Statistical data from tool compilecmp on Linux/amd64:
name                      old time/op       new time/op       delta
Template                        380ms ± 4%        385ms ± 3%  +1.16%  (p=0.000 n=50+49)
Unicode                         168ms ± 9%        169ms ± 9%    ~     (p=0.421 n=49+46)
GoTypes                         1.99s ± 4%        2.02s ± 4%  +1.48%  (p=0.000 n=49+49)
Compiler                        188ms ± 8%        188ms ± 9%    ~     (p=0.997 n=49+50)
SSA                             11.8s ± 2%        12.0s ± 2%  +1.24%  (p=0.000 n=48+50)

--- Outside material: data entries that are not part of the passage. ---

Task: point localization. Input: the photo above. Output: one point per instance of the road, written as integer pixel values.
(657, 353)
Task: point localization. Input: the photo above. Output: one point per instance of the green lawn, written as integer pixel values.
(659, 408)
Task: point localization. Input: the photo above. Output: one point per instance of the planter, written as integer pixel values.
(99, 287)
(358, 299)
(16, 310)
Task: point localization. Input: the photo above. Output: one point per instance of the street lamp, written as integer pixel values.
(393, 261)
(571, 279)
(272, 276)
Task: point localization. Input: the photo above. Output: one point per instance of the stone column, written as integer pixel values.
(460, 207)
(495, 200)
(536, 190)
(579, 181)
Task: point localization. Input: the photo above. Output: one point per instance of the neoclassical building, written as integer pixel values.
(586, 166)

Flate                           242ms ± 6%        244ms ± 9%    ~     (p=0.307 n=46+49)
GoParser                        361ms ± 3%        366ms ± 4%  +1.23%  (p=0.000 n=48+49)

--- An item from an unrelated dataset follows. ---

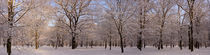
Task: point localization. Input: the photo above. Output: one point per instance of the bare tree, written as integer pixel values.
(73, 10)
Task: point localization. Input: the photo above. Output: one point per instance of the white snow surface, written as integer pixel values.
(46, 50)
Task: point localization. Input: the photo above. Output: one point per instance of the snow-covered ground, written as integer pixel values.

Reflect                         836ms ± 3%        842ms ± 3%  +0.70%  (p=0.004 n=48+48)
Tar                             335ms ± 3%        340ms ± 4%  +1.47%  (p=0.000 n=49+46)
XML                             432ms ± 4%        437ms ± 4%  +1.11%  (p=0.002 n=49+49)
LinkCompiler                    701ms ± 4%        704ms ± 5%    ~     (p=0.278 n=49+50)
ExternalLinkCompiler            1.83s ± 3%        1.84s ± 3%  +0.51%  (p=0.034 n=48+49)
LinkWithoutDebugCompiler        436ms ± 6%        438ms ± 6%    ~     (p=0.419 n=48+49)
[Geo mean]                      612ms             617ms       +0.84%

name                      old alloc/op      new alloc/op      delta
Template                       38.7MB ± 1%       39.1MB ± 1%  +1.19%  (p=0.000 n=50+50)
Unicode                        28.1MB ± 0%       28.1MB ± 0%  +0.20%  (p=0.000 n=49+45)
GoTypes                         168MB ± 1%        170MB ± 1%  +1.05%  (p=0.000 n=48+49)
Compiler                       23.0MB ± 1%       23.1MB ± 1%  +0.63%  (p=0.000 n=50+50)
SSA                            1.54GB ± 1%       1.55GB ± 1%  +0.85%  (p=0.000 n=50+50)
Flate                          23.6MB ± 1%       23.9MB ± 1%  +1.36%  (p=0.000 n=43+46)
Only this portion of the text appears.